Instead, the participants that were minimally impacted by social media often described seeing social media that reflected or validated current attitudes toward police. This was found to be the case for participants who held positive and neutral opinions toward the police and also applied to a small number of cases of negative attitudes toward the police. This finding suggests that social media may be a mechanism for reinforcing attitudes already formed, especially among those who are more favorable toward police. As one white male who described himself as having neutral feelings toward the police stated, “I think [social media] does validate what I have to say because I see good videos of police, I also see police officers shooting unarmed individuals. I think that it validates how I already feel about police officers most of the time.” Likewise, a white woman, who was generally supportive of the police, reflected on the impact of social media. While she admitted it expanded on her knowledge about police misconduct, it primarily reinforced her previously held opinions:
I never thought about the possibility of there being a bad police officer until I saw it on social media, but I know that they are not all like that... [Social media] reaffirmed what I already knew. But after seeing all those brutal videos…I know there are “bad apples.”

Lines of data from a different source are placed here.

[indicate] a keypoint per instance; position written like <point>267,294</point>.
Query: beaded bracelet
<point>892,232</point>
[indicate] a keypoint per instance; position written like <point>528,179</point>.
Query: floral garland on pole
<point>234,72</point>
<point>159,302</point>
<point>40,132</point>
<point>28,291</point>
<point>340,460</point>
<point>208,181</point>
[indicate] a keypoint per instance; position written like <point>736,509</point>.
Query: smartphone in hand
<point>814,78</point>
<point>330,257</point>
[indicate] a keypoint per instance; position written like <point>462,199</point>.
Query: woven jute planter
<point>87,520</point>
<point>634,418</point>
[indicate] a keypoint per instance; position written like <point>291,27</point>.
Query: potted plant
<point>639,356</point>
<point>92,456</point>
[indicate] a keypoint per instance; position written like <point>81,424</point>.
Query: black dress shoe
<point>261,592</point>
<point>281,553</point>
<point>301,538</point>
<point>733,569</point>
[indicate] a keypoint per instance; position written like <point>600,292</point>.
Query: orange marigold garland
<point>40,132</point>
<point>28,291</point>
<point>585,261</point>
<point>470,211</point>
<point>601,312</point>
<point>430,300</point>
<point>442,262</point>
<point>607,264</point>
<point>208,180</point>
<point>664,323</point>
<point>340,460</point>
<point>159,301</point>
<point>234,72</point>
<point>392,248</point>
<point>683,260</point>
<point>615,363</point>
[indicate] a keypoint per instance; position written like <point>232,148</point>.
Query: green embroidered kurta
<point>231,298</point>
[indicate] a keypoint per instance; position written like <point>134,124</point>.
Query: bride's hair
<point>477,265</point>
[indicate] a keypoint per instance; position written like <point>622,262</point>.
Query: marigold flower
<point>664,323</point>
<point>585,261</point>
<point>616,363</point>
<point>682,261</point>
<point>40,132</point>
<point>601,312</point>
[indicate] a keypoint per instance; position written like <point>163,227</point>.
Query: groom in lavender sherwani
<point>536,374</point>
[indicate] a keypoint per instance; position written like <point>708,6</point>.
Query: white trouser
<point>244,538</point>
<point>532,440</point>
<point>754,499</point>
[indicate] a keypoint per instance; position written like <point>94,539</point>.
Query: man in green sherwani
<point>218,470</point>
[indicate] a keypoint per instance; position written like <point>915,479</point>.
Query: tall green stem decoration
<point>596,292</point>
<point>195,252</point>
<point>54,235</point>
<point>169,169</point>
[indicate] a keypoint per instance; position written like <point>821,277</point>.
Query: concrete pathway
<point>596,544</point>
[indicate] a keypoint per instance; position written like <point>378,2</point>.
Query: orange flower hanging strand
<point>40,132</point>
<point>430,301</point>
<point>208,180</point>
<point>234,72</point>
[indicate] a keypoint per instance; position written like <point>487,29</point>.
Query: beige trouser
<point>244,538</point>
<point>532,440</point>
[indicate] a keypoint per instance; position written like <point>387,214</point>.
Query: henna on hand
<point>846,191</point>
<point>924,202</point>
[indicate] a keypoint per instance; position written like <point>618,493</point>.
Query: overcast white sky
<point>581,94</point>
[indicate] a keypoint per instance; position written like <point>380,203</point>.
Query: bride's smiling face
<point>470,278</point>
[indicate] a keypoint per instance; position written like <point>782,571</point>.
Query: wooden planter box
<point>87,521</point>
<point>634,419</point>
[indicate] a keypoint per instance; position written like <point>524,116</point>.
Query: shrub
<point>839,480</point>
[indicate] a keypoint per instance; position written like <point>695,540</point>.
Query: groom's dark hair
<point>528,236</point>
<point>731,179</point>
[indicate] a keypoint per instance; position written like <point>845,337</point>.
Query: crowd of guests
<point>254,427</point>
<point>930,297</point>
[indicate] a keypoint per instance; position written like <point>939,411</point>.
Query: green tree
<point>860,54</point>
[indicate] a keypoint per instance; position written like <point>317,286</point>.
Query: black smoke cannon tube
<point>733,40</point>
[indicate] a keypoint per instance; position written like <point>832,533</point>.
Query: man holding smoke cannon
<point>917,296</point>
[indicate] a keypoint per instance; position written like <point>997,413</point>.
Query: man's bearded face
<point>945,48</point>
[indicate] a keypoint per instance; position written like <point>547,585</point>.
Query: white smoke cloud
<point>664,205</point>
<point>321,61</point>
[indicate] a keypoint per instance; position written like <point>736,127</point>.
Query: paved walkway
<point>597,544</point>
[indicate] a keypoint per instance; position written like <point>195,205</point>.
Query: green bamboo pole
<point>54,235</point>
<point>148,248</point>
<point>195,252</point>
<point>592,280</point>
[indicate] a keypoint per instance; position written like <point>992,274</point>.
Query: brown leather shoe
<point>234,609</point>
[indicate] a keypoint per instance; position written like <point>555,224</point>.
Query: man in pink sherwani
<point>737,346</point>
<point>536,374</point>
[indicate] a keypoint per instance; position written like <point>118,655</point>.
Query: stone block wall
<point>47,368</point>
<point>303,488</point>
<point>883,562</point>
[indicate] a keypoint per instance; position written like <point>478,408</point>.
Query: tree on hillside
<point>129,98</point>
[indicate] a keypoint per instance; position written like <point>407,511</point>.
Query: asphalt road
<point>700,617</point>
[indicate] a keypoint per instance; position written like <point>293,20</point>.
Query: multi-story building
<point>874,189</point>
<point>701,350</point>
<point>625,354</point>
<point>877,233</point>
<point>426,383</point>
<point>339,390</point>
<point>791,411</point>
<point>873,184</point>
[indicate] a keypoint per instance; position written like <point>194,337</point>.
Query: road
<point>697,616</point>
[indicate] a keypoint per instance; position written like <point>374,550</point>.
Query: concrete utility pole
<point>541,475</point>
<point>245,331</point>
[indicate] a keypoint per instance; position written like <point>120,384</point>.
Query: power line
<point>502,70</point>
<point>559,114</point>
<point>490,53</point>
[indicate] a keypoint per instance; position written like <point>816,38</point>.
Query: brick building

These findings suggest that social media may not have the ability to change opinions among some populations, including white individuals who are supportive of law enforcement. Given this is in opposition to what was the participants of color reported, this finding indicates that the impact of social media may be less impactful and less harmful for white youth when compared with young people of color.
Videos Can Shape Opinions: “Videos Impacted the Way I Think About Police”

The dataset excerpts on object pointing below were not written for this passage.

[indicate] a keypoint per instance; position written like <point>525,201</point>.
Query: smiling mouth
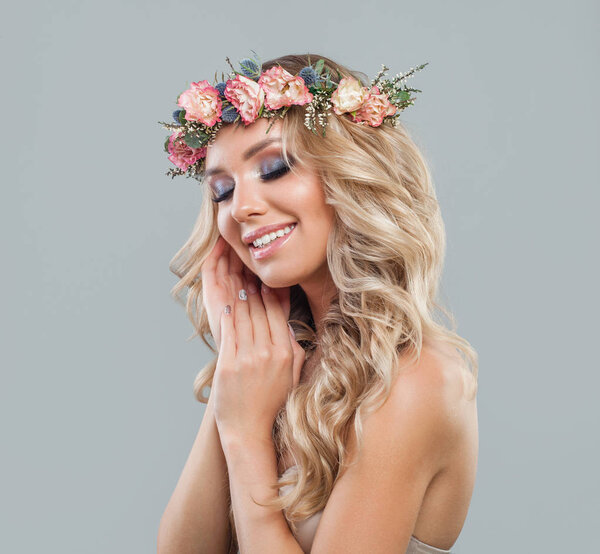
<point>262,251</point>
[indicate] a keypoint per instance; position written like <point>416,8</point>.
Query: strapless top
<point>307,529</point>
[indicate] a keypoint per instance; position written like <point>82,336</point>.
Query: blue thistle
<point>309,75</point>
<point>176,115</point>
<point>229,114</point>
<point>249,68</point>
<point>221,88</point>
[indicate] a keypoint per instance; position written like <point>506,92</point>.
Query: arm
<point>252,468</point>
<point>196,519</point>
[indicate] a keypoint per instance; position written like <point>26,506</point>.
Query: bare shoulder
<point>437,392</point>
<point>409,477</point>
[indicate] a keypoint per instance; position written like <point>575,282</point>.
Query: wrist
<point>235,442</point>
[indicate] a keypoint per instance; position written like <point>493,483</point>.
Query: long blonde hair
<point>385,255</point>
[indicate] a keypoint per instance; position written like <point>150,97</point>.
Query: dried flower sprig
<point>249,93</point>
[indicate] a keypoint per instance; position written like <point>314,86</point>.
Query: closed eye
<point>270,176</point>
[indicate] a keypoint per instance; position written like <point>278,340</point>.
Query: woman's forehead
<point>238,143</point>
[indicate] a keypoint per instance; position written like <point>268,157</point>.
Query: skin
<point>419,475</point>
<point>255,203</point>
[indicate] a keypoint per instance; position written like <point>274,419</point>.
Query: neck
<point>319,293</point>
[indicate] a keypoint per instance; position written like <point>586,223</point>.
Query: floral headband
<point>251,93</point>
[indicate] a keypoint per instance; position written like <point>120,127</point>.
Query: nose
<point>247,199</point>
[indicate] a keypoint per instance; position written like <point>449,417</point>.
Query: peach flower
<point>183,155</point>
<point>348,96</point>
<point>283,89</point>
<point>246,96</point>
<point>201,103</point>
<point>375,108</point>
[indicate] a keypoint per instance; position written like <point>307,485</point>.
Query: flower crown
<point>250,93</point>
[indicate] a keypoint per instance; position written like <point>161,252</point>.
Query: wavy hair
<point>385,255</point>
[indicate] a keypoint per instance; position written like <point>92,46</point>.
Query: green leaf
<point>193,140</point>
<point>402,95</point>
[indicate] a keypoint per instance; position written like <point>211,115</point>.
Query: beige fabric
<point>308,528</point>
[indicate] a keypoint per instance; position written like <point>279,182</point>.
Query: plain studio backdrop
<point>97,410</point>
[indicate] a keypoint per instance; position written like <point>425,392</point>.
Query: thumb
<point>299,357</point>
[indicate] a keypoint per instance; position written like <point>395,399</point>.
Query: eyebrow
<point>254,149</point>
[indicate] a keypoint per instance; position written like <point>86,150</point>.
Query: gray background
<point>97,411</point>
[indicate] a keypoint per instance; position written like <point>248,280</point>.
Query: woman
<point>356,429</point>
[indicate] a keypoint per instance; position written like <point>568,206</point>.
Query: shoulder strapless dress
<point>308,528</point>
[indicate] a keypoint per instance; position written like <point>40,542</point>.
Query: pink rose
<point>348,96</point>
<point>201,102</point>
<point>183,155</point>
<point>375,108</point>
<point>246,96</point>
<point>283,89</point>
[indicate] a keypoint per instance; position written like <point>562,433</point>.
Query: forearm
<point>252,467</point>
<point>196,519</point>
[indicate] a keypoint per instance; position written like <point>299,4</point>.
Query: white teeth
<point>266,239</point>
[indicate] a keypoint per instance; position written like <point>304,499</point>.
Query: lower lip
<point>260,253</point>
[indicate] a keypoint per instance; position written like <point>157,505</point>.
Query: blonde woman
<point>342,413</point>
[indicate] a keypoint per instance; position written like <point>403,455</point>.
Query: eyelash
<point>267,177</point>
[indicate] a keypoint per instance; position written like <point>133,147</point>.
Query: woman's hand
<point>218,289</point>
<point>259,360</point>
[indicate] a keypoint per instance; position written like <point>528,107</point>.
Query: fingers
<point>222,270</point>
<point>228,346</point>
<point>258,315</point>
<point>235,263</point>
<point>241,314</point>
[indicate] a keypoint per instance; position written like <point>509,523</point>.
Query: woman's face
<point>246,171</point>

For 8 of the 19 participants, videos of violent police behavior were described as contributing to their opinions of police and causing feelings of fear and distress. Among these eight, seven held unfavorable attitudes about police and all were participants of color. While not described as being the sole determinant for their attitudes, social media, and specifically videos of police violence, was explicitly mentioned as a contributing factor in how their perspectives and reactions toward police were formed.

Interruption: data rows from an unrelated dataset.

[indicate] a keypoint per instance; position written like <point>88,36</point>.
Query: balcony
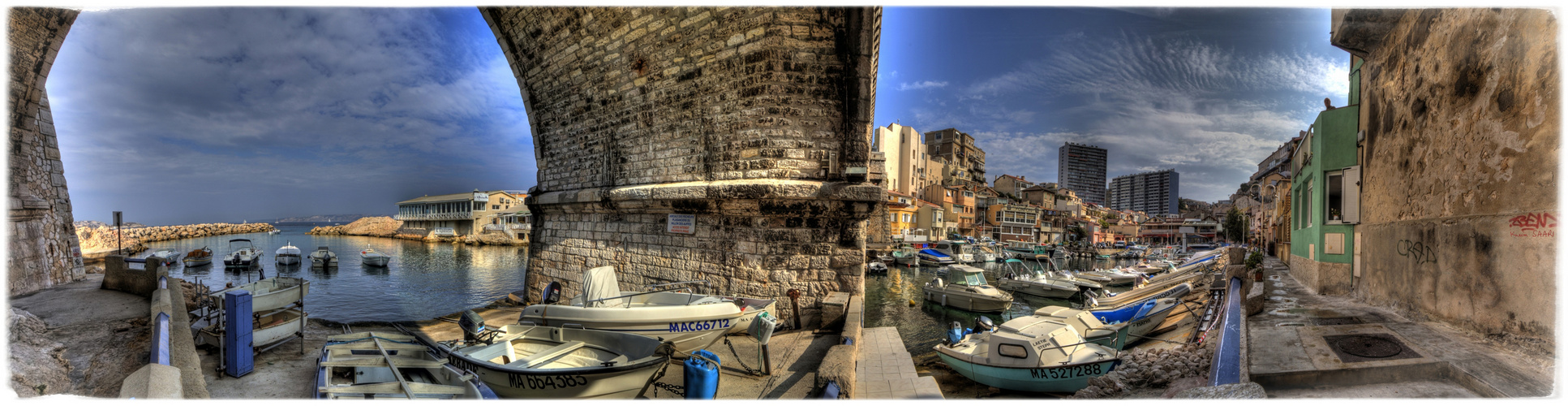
<point>458,215</point>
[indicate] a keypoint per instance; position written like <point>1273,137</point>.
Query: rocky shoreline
<point>384,226</point>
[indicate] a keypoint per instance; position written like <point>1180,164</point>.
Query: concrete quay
<point>1314,352</point>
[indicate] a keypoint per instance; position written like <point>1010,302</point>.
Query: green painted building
<point>1325,197</point>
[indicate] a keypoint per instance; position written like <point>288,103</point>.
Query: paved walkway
<point>1307,360</point>
<point>887,370</point>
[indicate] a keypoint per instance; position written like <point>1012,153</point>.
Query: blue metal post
<point>1228,355</point>
<point>161,339</point>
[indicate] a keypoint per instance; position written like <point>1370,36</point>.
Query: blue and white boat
<point>934,257</point>
<point>1029,353</point>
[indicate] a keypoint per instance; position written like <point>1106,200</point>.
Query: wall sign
<point>681,223</point>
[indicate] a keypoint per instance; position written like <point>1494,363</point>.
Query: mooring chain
<point>739,360</point>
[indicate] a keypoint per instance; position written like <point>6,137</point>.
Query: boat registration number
<point>1065,372</point>
<point>687,326</point>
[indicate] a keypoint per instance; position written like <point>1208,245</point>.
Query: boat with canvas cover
<point>529,361</point>
<point>324,257</point>
<point>198,257</point>
<point>690,320</point>
<point>383,365</point>
<point>1102,326</point>
<point>270,293</point>
<point>287,254</point>
<point>968,292</point>
<point>242,256</point>
<point>1029,353</point>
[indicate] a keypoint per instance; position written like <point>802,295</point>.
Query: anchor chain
<point>739,360</point>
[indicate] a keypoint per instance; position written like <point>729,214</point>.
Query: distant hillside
<point>94,223</point>
<point>322,218</point>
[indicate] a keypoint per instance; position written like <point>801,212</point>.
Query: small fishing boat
<point>170,256</point>
<point>270,293</point>
<point>1102,326</point>
<point>374,259</point>
<point>240,256</point>
<point>932,257</point>
<point>968,292</point>
<point>287,254</point>
<point>526,361</point>
<point>198,257</point>
<point>690,320</point>
<point>324,257</point>
<point>380,365</point>
<point>1029,353</point>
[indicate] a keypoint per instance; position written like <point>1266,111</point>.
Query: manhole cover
<point>1368,347</point>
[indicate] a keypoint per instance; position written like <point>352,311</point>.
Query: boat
<point>381,365</point>
<point>324,257</point>
<point>968,292</point>
<point>905,256</point>
<point>690,320</point>
<point>270,293</point>
<point>1029,353</point>
<point>1021,279</point>
<point>959,249</point>
<point>287,254</point>
<point>242,257</point>
<point>170,256</point>
<point>1102,326</point>
<point>198,257</point>
<point>372,257</point>
<point>527,361</point>
<point>932,257</point>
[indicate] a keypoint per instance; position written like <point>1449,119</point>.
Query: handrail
<point>1228,355</point>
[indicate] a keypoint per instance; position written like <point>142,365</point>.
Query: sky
<point>198,114</point>
<point>1206,91</point>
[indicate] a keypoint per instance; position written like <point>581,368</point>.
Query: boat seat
<point>549,355</point>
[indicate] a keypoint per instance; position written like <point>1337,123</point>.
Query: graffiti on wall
<point>1534,225</point>
<point>1418,251</point>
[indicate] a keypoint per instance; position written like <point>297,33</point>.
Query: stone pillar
<point>45,248</point>
<point>754,121</point>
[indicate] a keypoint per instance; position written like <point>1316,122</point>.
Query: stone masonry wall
<point>753,119</point>
<point>1460,165</point>
<point>45,248</point>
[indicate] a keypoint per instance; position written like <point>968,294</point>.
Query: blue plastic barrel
<point>702,372</point>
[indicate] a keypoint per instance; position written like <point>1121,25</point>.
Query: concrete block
<point>840,365</point>
<point>153,382</point>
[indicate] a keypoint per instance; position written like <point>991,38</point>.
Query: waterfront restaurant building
<point>458,214</point>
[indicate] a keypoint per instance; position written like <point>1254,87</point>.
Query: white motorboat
<point>374,259</point>
<point>324,257</point>
<point>270,293</point>
<point>690,320</point>
<point>1029,353</point>
<point>968,292</point>
<point>381,365</point>
<point>243,256</point>
<point>287,254</point>
<point>526,361</point>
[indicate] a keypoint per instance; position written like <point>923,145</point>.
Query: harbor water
<point>421,281</point>
<point>926,323</point>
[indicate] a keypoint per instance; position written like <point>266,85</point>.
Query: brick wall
<point>43,237</point>
<point>754,119</point>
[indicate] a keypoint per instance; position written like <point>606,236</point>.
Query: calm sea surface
<point>926,323</point>
<point>421,281</point>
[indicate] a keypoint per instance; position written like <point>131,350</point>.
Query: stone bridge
<point>749,127</point>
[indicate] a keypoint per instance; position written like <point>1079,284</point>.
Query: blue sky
<point>1208,91</point>
<point>191,114</point>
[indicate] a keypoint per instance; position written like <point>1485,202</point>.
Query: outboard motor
<point>552,293</point>
<point>956,335</point>
<point>472,326</point>
<point>983,325</point>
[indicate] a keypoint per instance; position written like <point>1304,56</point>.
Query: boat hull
<point>1059,378</point>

For seven of these eight participants, 4 seeing negative videos, such as shootings and wrongful deaths, raised concerns of serious police misconduct, corruption, and racism, a lack of trust, and fear of victimization. One Latina believed that officers have excessive power and when combined with racism can lead to “murder” or the unjustified killing of innocents:
There was a video of a man that got shot at a gas station…he wasn't doing anything, he was just getting gas, when this cop came over, and…the guy in the driver's seat went into the glove department to get his driver's license, [and] when he reached down, the cop just shot him. [The officer] said that he thought [the victim] was getting a gun…even though he had asked him for the insurance stuff. It seemed senseless, and like he had no reason to even touch his gun. The guy had his hands up, it wasn't like he was rushing to get into the glove compartment. That just seemed completely harmless and straight up murder…. It's a system that's corrupt.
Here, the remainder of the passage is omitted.